Looking back, I remember deciding when I submitted my application last year that if I had the chance to come to Japan, I wanted to learn kyudou (Japanese archery). I would like to say that actually being here and being actively involved in a kyudou group is different from what I expected, but the truth is I never really had any expectations. It was just my community project, after all. However, kyudou has in many ways defined my experience here in Japan.

Perhaps most importantly, kyudou club was one of the few places in Japan where I felt like I really belonged. It is easy to feel like a gaijin (foreigner) in Japan, in part because one clearly looks different, but in greater part because, in my case, I understood only around half of what was said to me and closer to a tenth of the cultural concepts underlying Japanese life. In my kyudou club, though, before I was a foreigner, I was a student. If the rigorous traditions of the sport seemed alien to me, they were strange to the Japanese students as well. Moreover, the more I saw of those rigorous traditions the more I realized I was seeing an older framework on which the entire society appeared to be based. Having the uniform meant expressing a certain level of commitment, and by extension, truly entering the club. Once a part of the club, one’s education became the responsibility of all of its members, and so I was taught to bow properly, give greetings, excuse myself, and so forth. The deeper I delved into kyudou, the more life outside of the sport made sense.
The structure of the club itself also uniquely gave it a special place in my life. It consisted in large part of people older than me, middle aged or slightly older, with a few younger individuals who largely came in the evenings towards the end of my stay, and the sensei (teacher). Perhaps for this reason and since I inevitably knew no one’s name, I was mostly called ojō-san, meaning young lady. Foreigners looking in on Japanese society tend to use the word “family” to describe the various social organizations, and I would apply the same word here without hesitation. We were in many ways a family. When I first wore my kyudou uniform, most people came to congratulate me on the fact that it suited me well. Afterwards, they would occasionally fix me if I came in with my collar mussed or some tie misplaced, and took great glee in telling me to bicycle home without changing because “all the young women in the club do it that way.”
Moreover, their attitudes towards my quirks and successes were those of a family. The women tittered when I put on my knee boots beneath my hakama, and everyone together found their daily amusement in watching me drag five-minute conversations into thirty-minute ones due to a variety of comical misunderstandings. Everyone watched when I fired my first arrow at the outdoor targets, and everyone managed to somehow hold their laughter until I finished the entire ceremony after my arrow rebounded off of the roof nearly the entire 150 m back to the stage. Finding that I had a tendency to stuff my clothes into a paper bag at the end of the day, sensei found me a suitable cloth to bundle them into. Indeed, whenever I lack something, someone tends to show up with it in hand, and even now I worry that she will next show up with a pair of traditional sandals (I insist on wearing flip-flops).

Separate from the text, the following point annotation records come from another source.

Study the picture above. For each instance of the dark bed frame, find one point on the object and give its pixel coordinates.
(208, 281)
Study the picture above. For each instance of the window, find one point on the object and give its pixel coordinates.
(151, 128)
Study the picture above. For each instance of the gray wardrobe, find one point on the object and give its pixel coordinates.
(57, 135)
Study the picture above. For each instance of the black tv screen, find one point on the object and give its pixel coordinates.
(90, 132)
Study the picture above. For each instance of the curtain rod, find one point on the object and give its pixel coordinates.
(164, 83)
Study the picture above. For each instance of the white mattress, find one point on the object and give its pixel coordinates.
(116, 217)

I would like to conclude with some advice, perhaps, to anyone else who thinks they might be interested in kyudou; throw yourself in head first. I, being the oddball that I am, wore my uniform to school, and even added a kimono beneath it just for fun. I was embarrassed and nervous at first, but I was also proud. Learning Kyudou was never just about learning to hit a target with a bow and arrow; it was about the form, the mindset, and the people whom I stood beside as I released my arrows. I frequently stayed late to practice afterward when I could, since the stage cleared and the club quieted down as darkness fell. At that point I could relax before heading home for the night, and the sound of snapping arrow strings and nighttime insects will forever color my thoughts of the long winter evenings in Japan.